Funerals are for the living. I am going to my Aunt Gerda’s funeral tomorrow.  I have known this aunt since I was this little.  My two sisters and my nephew and niece will be there.

My aunt lived until the ripe old age of 92.  No one lives forever yet others act as though death is an abomination and something terrible.  It says clearly in the Bible that from dust we come and to dust we shall return.

Funerals are really for the living.

It gives others, especially those people who were invested in that person’s life, a chance to process their grieving openly in a group setting.

Persons who died do not need the funeral except for the obvious reasons.  It is others–the living-who need the funeral.  So I will think about these things as I go to the funeral.

I grew up with my aunt and she was my favorite aunt.  Her death is still too fresh.  It is hard to fathom my loss.  That will take time.  Attending her funeral will start this process of grieving.

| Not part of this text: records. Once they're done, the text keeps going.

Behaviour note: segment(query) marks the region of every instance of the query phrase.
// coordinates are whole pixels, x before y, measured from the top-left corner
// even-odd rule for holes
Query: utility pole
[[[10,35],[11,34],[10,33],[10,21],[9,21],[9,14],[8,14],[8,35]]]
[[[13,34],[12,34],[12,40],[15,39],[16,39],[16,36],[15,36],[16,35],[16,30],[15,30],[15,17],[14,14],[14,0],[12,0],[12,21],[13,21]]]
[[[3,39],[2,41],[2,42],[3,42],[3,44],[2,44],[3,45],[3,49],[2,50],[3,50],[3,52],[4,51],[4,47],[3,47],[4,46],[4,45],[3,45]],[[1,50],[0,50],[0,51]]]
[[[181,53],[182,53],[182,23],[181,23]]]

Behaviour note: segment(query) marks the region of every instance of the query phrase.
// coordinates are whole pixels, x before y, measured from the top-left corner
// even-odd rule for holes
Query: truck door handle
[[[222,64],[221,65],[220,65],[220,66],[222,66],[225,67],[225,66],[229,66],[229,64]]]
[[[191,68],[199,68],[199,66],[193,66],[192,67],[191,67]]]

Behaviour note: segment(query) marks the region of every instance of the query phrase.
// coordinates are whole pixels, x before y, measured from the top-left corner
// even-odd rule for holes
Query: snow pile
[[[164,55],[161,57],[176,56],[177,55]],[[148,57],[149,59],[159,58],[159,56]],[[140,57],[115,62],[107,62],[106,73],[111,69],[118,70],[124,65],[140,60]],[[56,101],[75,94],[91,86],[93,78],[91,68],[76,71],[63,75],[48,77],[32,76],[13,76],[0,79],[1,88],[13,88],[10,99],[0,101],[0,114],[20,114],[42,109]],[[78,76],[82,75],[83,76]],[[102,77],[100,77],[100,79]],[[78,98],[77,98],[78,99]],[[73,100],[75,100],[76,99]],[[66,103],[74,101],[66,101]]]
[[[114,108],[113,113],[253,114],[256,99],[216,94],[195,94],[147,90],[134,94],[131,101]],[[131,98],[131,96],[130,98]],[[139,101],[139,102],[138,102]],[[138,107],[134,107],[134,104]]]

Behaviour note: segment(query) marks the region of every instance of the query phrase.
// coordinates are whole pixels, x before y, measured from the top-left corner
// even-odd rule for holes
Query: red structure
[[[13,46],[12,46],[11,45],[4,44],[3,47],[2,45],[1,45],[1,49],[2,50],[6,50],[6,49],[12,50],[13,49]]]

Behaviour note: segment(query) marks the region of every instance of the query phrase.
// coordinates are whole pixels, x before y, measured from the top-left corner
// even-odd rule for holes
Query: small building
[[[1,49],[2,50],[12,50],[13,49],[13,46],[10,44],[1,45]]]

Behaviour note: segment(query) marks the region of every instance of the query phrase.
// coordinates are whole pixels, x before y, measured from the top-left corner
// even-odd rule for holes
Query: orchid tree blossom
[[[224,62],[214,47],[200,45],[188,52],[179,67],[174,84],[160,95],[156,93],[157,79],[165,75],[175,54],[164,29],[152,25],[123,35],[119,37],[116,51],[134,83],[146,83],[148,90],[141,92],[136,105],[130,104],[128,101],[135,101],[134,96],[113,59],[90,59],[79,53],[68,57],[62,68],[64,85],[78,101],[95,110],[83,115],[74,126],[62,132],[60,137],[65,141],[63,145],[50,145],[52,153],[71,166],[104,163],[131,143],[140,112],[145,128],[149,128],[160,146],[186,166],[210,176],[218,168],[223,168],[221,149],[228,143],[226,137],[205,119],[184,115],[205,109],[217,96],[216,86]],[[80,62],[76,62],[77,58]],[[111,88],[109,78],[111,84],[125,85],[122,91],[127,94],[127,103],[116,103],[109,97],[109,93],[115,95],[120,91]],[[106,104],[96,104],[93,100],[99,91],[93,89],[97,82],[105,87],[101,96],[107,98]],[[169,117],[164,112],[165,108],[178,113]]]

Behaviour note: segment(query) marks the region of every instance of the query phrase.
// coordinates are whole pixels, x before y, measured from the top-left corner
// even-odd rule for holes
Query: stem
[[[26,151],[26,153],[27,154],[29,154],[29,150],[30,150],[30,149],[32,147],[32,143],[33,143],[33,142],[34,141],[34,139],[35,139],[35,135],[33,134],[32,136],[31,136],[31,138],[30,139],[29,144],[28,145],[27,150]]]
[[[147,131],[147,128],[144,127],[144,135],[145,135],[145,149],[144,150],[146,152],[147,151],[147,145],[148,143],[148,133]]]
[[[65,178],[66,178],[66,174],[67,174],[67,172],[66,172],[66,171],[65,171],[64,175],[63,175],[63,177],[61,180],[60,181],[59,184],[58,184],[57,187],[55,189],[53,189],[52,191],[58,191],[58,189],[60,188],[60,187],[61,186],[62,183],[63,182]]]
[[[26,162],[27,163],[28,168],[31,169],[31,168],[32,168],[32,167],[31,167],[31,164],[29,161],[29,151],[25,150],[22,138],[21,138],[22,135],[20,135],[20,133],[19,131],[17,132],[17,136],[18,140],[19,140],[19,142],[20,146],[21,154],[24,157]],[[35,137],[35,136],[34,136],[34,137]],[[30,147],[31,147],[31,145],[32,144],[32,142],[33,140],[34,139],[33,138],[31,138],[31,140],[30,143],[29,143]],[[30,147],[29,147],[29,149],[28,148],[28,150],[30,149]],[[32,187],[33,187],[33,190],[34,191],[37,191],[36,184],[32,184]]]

Every thing is a privilege and it is so easy to take every privilege we have for granted until we lose it.  I was so used to have the internet until our computer broke down.  Now there were all kinds of things I could no longer do:  for one I no longer had E Mail, something I use every day.

I did not have access to my stored files.  I could no longer access the internet.  All of this I took for granted when the truth was every thing I have is a privilege.  Every thing is by grace.

There are so many other things that are privileges, simple things:  like being able to type, talk, move.  My aunt lost all those abilities when she had a severe stroke.  Everything is a privilege and often we don’t understand that until we lose that privilege.  Everything is by grace.  And may I never forget that.